Since your conditionals are limited to comparing with zero, implement the logic of a>=b via subtraction (decrement in a loop). And don't be afraid to introduce extra variables. The architecture might be stunted, but there's no explicit limit on memory used, is there?
You can even combine the loop condition (which is decrement in a loop) with the loop body (also decrement in a loop). That's not how they'd do it in a high level language, and not even how a real CPU would do it - all modern CPUs have integer comparison as a primitive. Something along the lines of "decrement, if reached zero before the remain of the divisor reaches zero, then quit the loop and we're done". In real life, however, this kind of microoptimization (for a nonexistent architecture, no less) would be strongly recommended against.
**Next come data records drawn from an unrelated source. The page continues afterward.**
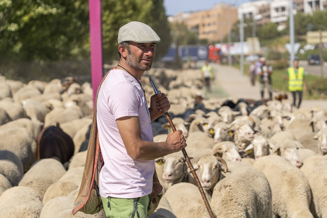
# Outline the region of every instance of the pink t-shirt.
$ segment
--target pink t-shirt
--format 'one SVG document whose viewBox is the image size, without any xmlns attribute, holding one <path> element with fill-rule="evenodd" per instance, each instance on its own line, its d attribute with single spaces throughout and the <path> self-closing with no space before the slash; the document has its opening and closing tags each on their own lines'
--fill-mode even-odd
<svg viewBox="0 0 327 218">
<path fill-rule="evenodd" d="M 100 195 L 122 198 L 151 193 L 154 160 L 133 160 L 127 154 L 116 120 L 138 116 L 143 140 L 153 142 L 151 119 L 141 86 L 120 70 L 109 73 L 99 92 L 97 121 L 104 164 L 100 171 Z"/>
</svg>

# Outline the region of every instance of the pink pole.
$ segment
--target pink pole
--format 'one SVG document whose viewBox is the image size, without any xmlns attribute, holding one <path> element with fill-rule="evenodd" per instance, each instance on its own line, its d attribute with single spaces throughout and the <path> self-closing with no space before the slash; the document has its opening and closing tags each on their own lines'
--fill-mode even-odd
<svg viewBox="0 0 327 218">
<path fill-rule="evenodd" d="M 103 77 L 101 0 L 89 0 L 89 8 L 91 44 L 91 79 L 93 89 L 94 106 L 98 87 Z"/>
</svg>

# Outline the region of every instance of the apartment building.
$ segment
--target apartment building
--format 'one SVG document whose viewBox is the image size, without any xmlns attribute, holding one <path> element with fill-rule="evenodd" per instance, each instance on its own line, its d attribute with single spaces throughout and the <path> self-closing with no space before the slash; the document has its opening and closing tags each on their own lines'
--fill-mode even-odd
<svg viewBox="0 0 327 218">
<path fill-rule="evenodd" d="M 224 3 L 215 5 L 210 9 L 178 13 L 168 18 L 171 22 L 183 22 L 188 29 L 198 34 L 199 39 L 209 42 L 222 41 L 237 20 L 237 8 Z"/>
</svg>

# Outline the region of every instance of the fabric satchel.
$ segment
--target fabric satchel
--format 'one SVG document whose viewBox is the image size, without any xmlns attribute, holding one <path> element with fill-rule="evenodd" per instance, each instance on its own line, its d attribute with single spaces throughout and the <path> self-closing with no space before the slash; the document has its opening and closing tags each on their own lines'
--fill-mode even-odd
<svg viewBox="0 0 327 218">
<path fill-rule="evenodd" d="M 114 67 L 110 71 L 116 68 Z M 79 191 L 75 201 L 73 214 L 79 211 L 84 213 L 95 214 L 103 209 L 102 201 L 99 190 L 99 175 L 103 165 L 103 159 L 101 154 L 96 125 L 96 101 L 100 87 L 110 72 L 109 71 L 100 83 L 98 89 L 94 106 L 93 120 L 91 127 L 91 133 L 86 153 L 85 166 L 83 172 Z M 162 197 L 163 187 L 159 181 L 155 170 L 153 177 L 152 192 L 150 195 L 150 202 L 148 206 L 147 215 L 153 212 Z"/>
</svg>

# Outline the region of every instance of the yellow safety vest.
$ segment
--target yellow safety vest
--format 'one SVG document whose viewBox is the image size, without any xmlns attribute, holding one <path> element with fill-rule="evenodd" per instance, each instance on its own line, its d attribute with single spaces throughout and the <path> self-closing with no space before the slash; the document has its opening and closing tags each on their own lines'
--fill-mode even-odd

Also, if this is homework, please add the tag "homework". Smells a lot like homework to me.
EDIT: here's the logic. We introduce three variables:
x(1) is the running copy of the dividend to be decremented
x(2) is the quotient - zero initially, to be incremented
x(3) is the running loop variable for the divisor.
d is the dividend
c is the divisor.
we can assign constants (like zero) to variables, can we?
Using a pseudocode that corresponds to the primitives of your VM. You translate it to AIDJ syntax - I mean, you have to do at least some work here. # marks comments. Labels (i. e. goto destinations) are marked with :
x(1) = d
x(2) = 0
x(3) = c
Main_Loop:
x(1) = x(1) - 1 # decrement the running copy of the dividend
x(3) = x(3) - 1 # decrement the running copy of the divisor
if x(3) != 0 goto Divisor_still_nonzero
# If we're here, this means we've reached the end of the divisor.
# Increment the quotient, reset the running divisor to the initial value
x(2) = x(2) + 1
x(3) = c
Divisor_still_nonzero:
# Now let's check if we've reached the zero on the dividend
if x(1) != 0 then goto Main_Loop
# If x(1) is zero then we end up here.
# Means we've exhausted the dividend.
# Now the value of x(2) is the quotient.
# The remainder is c minus x(3),
# but retrieving it was not a requirement.
In real life, you should also check if c and d are zero or negative in the very beginning. If d is zero, the code will break - it'll go into negatives on the very first iteration, and will terminate only if the variables are subject to overflow. If c is zero, the whole division is illegal.
Extra handling for negatives is required, too.
Also, keep in mind that some professors are known to watch Stack Overflow.